A few days ago young Danish painter Nadia Plesner won an unusual battle against LVMH, one of the world’s largest fashion companies. Louis Vuitton Moet Hennessy had filed a lawsuit against her because they recognized themselves on her painting Darfurnica.

However, the story has its beginning in 2008 when Plesner printed T-shirts and posters with an image of a black boy with a chihuahua on his shoulder and a designer bag on his arm. Her message was that the media covers meaningless things like celebrities (especially Paris Hilton and her dog), instead of the issues that really matter. So she painted a Darfurian child like Paris and tried to get attention of the world.

Nadia Plesner wearing an infamous T shirt


Well, she got it. LVMH filled the lawsuit and objected to the use of its design and claimed that the bag was being used as bait for merchandising. Also they thought that they were unjustly associated with the situation in Darfur.

But why did she choose Louis Vuitton bag? In an interview for NY Magazine Plesner said: “I was trying to think of what assets to give the small boy so that people would relate to the images we see on most front pages. I changed the design a little bit so it wouldn’t be a complete copy, but it’s meant to be a designer bag in general.”

“I’d like to start a discussion about how the media works and why there are so many reports about big stars and totally no coverage of a situation like that in Darfur… The bag was there as a status symbol. But as far as I’m concerned, it’s got nothing to do with Louis Vuitton. That’s got nothing to do with my picture. It was just a way of showing the child off as a bit of a celebrity.”

So Louis Vuitton sued and won the case.

Nadia Plesner's painting Darfurnica (click for a larger image)

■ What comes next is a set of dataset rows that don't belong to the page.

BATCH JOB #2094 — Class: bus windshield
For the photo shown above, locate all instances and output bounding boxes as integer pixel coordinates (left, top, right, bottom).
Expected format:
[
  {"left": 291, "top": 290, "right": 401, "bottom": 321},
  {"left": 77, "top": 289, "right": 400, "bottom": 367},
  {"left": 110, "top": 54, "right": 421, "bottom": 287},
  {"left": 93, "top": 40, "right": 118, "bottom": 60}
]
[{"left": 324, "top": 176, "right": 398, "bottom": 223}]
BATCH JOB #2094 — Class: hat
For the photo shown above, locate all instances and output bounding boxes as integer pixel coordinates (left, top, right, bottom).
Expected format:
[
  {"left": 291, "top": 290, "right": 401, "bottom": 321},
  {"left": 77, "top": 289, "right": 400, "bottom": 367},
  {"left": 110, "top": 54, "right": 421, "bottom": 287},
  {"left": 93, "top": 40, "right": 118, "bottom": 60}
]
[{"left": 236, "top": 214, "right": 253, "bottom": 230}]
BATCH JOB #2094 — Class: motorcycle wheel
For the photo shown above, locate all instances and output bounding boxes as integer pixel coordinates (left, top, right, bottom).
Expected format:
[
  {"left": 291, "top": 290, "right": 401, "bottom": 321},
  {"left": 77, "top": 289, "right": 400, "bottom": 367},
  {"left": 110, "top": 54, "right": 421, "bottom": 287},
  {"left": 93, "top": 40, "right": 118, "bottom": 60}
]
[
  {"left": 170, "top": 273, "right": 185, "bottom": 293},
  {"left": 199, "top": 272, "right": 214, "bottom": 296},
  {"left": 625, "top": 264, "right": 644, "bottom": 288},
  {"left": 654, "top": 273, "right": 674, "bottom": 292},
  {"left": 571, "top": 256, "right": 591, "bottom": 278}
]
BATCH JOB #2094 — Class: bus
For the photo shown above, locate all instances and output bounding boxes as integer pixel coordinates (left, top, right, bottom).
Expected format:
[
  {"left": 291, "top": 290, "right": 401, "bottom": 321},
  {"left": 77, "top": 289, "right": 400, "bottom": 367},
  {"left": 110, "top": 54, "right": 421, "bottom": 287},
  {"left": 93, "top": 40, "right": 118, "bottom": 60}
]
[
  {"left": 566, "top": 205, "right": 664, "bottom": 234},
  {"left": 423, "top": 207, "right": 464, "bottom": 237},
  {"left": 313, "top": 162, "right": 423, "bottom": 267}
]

Well, in 2011 the battle between the artist and the fashion giant continued. Plesner used the boy for her painting, Dafurnica. It’s based on Picasso’s Guernica and it includes several celebrities, brands and the black boy with the LV bag. This time the boy was just a part of the bigger canvas and as such it wasn’t that visible and that important. Consequently as a part of a painting the use of the bag would be covered under artistic freedom.

However Louis Vuitton had recognized its bag and had sued her again as a breach of its intellectual property rights. LVMH won on the second occasion and the judge prohibited Plesner from exhibiting Darfurnica or showing it on her website. Additionally they had imposed a 5,000 EUR fine for every day the work remained online.

The story has a happy ending for Nadia Plesner: a court in The Hague recently announced its ruling and found that “the importance of Plesner and her freedom of expression through her work outweigh the importance of Vuitton and its protection of property.” Nadia Plesner finally won.

The case of Louis Vuitton and Nadia Plesner is an example of a very difficult situation a brand can get into. Louis Vuitton had no intention to be a part of Plesner’s work and was involved merely because it’s a recognizable brand and has a distinct logo. Here’s another similar example: according to various reports from the web, Apple doesn’t pay for its product placement. If that’s true than the producers either get some other benefits from Apple or they include Apple’s products because they’re stylish, popular, well designed, trendy or are suitable for the story / scene.

Apple product placements in #1 movies


A few months ago Brand Channel gave Apple an award for the best product placement in 2010. Apple products appeared in ten (or 30%) of the 33 films that were number one films at the US box office in 2010 and in more than one-third of all number one films at the US box office between 2001 to 2010 (that is second only to Ford). That’s a remarkable achievement, by any means, but on the other hand there are countless opportunities to portray Apple negatively.

If a brand doesn’t control its product placement, it can get very ugly. LV involvement in Plesner’s Darfurnica is not product placement, of course. Nevertheless, it was unintentional and negative for the brand. The same can happen to a brand in a movie. I wrote about Toyota Prius’ product placement in the blog post Toyota Prius – a wannabe product placement star? In the movie The Other Guys Prius was described as “a tampon on wheels” and “like driving around in a vagina.” That’s not the best way to portray your brand, isn’t it? Also, a lot of unintentional and negative use of brands can be found in Bret Easton Ellis’ American Psycho.

If a brand is well known or even famous, unintentional product placement can happen very easily. Artists can use their right to express themselves freely, while brands defend themselves with their copyrights and protection of privacy. The final result of unintentional negative placement is usually a product of common sense and good PR.